"Andrew Sullivan describes the uncanny and chilling correspondence between the Gestapo's "enhanced" (or "sharpened") interrogation techniques, and those that have been officially authorized and used by the United States over the past few years. Not only are the techniques, and the nomenclature, of a piece -- but so are the legal and ethical justifications offered in their defense.
In general, I'm a big believer in Godwin's Law. And the fact that what we're doing is eerily reminiscent of the Gestapo -- and of conduct that the United States has readily and uncontroversially deemed "torture" and war crimes when employed by repressive regimes (and U.S. forces) in the past -- should not be the final word, cutting off all further discussion. Of course, the fact that the Gestapo did something -- even something that was treated as a war crime -- does not necessarily mean that it is wrong or that we should condemn it.
But surely it ought to give one pause. And make one wonder about a major political party debate in which the candidates eagerly brag of their willingness to emulate the Gestapo -- and in which the audience lustily cheers them along.
Critics will no doubt say I am accusing the Bush administration of being Hitler.

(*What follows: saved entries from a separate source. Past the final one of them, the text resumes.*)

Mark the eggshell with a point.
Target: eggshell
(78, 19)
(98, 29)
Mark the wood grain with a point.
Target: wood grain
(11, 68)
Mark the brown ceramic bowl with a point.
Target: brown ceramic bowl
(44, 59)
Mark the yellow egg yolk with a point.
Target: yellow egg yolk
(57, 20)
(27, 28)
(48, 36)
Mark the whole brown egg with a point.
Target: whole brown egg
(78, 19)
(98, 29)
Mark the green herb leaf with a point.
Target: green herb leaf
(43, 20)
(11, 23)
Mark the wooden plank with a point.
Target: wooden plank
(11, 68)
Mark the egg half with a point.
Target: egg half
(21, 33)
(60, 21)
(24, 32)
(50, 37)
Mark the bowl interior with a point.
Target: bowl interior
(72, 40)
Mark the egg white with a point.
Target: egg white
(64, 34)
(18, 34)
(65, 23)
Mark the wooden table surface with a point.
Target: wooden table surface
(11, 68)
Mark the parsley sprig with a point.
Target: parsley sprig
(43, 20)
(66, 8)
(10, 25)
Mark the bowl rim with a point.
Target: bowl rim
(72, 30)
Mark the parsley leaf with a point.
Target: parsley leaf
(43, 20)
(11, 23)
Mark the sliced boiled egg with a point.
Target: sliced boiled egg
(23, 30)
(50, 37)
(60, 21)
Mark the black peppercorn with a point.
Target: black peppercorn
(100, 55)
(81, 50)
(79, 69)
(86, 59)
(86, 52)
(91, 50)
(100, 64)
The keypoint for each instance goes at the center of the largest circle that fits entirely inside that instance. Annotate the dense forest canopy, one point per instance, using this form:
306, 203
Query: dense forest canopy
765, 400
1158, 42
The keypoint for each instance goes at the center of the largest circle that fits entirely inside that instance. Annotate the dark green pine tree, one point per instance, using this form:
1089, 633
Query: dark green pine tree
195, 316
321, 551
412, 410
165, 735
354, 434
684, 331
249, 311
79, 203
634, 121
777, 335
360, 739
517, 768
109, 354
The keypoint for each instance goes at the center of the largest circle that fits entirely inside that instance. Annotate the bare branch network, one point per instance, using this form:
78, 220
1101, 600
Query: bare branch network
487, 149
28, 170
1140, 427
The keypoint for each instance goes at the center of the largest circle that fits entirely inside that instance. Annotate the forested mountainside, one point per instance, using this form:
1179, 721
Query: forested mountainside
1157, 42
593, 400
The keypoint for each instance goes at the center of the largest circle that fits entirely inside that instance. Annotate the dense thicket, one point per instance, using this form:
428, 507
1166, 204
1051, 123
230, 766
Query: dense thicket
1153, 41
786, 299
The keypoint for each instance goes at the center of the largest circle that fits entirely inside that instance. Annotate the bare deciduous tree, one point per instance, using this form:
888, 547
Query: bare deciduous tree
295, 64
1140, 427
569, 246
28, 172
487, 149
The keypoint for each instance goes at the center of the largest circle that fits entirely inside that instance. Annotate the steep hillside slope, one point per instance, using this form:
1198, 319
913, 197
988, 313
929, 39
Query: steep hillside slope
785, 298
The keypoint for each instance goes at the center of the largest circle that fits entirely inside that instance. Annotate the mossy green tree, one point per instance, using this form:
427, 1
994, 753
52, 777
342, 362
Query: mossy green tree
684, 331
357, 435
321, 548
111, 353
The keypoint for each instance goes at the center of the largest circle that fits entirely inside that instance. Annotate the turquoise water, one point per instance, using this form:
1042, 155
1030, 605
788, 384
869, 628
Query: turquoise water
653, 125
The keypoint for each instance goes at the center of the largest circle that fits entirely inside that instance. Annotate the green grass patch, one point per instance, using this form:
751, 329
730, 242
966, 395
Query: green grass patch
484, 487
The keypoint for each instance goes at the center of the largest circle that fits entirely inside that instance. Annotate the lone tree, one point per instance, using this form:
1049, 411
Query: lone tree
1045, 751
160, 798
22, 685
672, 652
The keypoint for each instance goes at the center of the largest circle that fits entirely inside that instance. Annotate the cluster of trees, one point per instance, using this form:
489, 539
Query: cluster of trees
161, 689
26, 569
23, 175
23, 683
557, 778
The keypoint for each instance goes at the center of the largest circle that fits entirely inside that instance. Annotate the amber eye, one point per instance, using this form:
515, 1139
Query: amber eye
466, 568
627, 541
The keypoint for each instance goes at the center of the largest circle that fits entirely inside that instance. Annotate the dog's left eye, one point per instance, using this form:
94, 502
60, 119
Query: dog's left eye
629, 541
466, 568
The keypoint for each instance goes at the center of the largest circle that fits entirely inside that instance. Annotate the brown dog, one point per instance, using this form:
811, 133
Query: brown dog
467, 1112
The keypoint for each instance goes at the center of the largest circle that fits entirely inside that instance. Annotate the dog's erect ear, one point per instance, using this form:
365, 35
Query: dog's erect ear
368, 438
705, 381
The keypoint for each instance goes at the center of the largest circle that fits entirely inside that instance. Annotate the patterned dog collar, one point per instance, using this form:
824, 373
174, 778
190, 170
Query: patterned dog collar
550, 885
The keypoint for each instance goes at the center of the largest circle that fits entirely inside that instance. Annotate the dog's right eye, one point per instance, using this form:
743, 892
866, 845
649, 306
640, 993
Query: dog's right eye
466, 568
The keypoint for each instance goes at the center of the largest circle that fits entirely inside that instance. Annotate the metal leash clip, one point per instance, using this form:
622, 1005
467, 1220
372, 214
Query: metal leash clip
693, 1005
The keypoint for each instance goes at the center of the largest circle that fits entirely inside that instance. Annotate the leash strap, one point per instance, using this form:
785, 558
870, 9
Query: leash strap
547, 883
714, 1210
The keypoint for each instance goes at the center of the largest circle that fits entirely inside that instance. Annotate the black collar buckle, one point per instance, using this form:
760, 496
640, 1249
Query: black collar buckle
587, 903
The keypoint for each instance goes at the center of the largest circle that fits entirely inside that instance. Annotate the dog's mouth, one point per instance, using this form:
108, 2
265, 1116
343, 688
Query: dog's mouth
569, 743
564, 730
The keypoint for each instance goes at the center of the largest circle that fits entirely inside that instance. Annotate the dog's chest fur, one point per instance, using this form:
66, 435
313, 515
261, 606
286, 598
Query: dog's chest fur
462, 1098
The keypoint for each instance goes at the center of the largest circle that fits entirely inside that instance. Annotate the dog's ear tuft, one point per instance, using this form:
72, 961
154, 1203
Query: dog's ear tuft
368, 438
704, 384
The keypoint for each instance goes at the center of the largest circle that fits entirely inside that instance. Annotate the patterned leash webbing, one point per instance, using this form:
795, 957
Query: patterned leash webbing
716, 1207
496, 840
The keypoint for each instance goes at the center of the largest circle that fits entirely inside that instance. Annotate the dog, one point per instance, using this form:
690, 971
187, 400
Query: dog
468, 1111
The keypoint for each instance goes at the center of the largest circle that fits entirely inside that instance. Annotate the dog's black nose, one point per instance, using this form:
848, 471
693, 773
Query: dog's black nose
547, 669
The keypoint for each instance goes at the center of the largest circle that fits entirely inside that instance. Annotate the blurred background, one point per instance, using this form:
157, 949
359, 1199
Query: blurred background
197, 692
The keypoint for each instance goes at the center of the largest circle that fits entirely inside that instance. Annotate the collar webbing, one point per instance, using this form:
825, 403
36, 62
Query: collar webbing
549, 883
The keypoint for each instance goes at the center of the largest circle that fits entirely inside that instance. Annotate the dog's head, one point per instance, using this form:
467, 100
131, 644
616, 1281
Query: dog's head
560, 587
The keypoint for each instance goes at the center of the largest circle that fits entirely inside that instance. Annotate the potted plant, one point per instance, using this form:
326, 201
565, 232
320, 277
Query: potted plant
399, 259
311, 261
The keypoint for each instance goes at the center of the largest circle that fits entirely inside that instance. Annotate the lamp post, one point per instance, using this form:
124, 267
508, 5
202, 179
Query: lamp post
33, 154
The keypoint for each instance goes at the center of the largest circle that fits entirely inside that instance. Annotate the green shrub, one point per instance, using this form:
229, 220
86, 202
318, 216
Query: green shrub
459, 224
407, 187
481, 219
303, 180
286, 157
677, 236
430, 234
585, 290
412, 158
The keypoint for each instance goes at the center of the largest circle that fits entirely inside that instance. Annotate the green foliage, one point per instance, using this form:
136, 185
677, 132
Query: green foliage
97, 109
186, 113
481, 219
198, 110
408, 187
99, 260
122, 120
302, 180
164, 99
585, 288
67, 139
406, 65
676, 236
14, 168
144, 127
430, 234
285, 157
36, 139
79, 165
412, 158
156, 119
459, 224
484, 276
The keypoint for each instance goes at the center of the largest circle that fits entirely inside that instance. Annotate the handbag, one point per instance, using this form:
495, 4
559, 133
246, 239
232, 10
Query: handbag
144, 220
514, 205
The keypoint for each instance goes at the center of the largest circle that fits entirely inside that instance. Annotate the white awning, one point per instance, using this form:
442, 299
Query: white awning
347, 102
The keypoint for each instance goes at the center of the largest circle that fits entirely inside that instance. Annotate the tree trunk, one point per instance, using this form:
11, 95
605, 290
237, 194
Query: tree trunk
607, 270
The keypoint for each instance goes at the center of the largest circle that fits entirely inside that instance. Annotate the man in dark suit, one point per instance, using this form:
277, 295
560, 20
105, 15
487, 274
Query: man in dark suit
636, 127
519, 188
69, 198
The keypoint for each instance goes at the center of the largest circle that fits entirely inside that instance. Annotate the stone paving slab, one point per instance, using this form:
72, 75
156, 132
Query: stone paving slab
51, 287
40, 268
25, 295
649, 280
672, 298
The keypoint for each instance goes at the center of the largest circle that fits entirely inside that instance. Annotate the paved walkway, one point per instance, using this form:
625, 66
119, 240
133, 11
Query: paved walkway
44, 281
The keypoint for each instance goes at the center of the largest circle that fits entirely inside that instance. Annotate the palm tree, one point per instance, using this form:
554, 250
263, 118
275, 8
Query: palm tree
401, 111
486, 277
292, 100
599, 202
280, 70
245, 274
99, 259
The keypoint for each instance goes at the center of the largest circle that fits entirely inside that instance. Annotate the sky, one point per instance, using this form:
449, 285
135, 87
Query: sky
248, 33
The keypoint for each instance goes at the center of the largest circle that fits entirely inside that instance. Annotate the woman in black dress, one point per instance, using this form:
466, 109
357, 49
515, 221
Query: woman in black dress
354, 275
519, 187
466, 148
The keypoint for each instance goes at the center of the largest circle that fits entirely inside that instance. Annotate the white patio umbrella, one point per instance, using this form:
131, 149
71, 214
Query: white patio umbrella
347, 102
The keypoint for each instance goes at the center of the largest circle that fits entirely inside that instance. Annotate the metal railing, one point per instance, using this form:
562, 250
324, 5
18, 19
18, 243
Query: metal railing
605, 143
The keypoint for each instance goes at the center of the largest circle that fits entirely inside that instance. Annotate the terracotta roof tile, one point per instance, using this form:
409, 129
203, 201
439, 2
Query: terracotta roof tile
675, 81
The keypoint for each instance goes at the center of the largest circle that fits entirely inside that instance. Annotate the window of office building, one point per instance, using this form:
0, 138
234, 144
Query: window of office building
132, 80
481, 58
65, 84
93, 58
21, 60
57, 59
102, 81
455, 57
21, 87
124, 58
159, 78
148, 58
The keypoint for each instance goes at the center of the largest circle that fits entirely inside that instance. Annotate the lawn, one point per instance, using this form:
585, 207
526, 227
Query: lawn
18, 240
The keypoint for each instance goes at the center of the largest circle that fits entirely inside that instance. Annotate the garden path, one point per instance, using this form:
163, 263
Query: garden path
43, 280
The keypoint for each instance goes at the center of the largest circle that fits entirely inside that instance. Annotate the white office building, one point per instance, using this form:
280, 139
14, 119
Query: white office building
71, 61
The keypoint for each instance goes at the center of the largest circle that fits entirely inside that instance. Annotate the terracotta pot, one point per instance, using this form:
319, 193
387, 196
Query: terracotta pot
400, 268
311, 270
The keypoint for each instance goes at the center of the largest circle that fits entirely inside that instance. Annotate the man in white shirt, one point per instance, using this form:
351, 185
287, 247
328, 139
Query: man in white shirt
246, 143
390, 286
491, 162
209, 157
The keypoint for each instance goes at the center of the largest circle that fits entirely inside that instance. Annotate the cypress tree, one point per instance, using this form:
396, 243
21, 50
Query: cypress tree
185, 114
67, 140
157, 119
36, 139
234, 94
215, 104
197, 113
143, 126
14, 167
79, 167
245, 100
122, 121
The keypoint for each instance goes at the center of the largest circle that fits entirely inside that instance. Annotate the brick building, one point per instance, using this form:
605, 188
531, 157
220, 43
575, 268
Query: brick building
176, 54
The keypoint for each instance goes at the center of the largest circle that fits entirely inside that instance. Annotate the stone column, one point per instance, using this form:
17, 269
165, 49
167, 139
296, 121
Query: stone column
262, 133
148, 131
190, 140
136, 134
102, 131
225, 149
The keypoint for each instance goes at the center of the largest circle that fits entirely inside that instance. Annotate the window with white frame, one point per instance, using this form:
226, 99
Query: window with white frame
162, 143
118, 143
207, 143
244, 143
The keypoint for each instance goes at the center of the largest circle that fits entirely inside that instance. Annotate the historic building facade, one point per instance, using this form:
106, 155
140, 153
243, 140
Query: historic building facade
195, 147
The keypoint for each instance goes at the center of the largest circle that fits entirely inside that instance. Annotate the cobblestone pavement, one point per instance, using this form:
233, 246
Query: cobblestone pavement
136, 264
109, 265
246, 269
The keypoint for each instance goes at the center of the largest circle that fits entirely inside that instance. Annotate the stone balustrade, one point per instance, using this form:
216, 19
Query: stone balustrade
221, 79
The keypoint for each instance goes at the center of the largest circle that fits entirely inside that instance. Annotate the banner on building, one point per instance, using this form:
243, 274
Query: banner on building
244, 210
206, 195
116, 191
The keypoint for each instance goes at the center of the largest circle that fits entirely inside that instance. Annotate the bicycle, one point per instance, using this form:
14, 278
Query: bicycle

I'm not. There is no comparison between the political system in Germany in 1937 and the U.S. in 2007. What I am reporting is a simple empirical fact: the interrogation methods approved and defended by this president are not new. Many have been used in the past. The very phrase used by the president to describe torture-that-isn't-somehow-torture - "enhanced interrogation techniques" - is a term originally coined by the Nazis. The techniques are indistinguishable. The methods were clearly understood in 1948 as war-crimes. The punishment for them was death.One other thing, of a more legal nature:
As Andrew has argued repeatedly, and as Greg Djerejian has recently explained, some of these techniques do constitute "torture" under federal law, at least in some circumstances. Unfortunately, however, Congress imposed some limiting elements on the statutory definition of torture that are not found in international law, which makes the legal question in some cases more complicated than it ought to be; and, more importantly, OLC has gone even further, and come up with a reading of the torture statute under which even waterboarding would not be torture -- a reading that I've argued is plainly wrong.
Be that as it may, however, Andrew and Greg are asking the wrong question. Metaphysical and political debates about where, exactly, the line is between torture and quasi-torture may matter for purposes of criminal penalties. But such line-drawing is unnecessary if the primary question is, as it should be, whether the President can authorize the CIA to use these techniques going forward.
Even if some of these techniques are arguably short of legally defined "torture" in some cases, surely they are the sort of "cruel treatment" that the Geneva Conventions prohibit -- particularly when one recalls that those treaties were written largely with Germany's practices in mind. (The techniques might also, at least in many cases, violate the federal assault law and the McCain Amendment, as well.) And therefore the techniques are plainly unlawful -- and a President committed to faithful execution of the law would not authorize their use by the CIA -- whether or not they are subject to the criminal sanctions reserved for "torture" as such."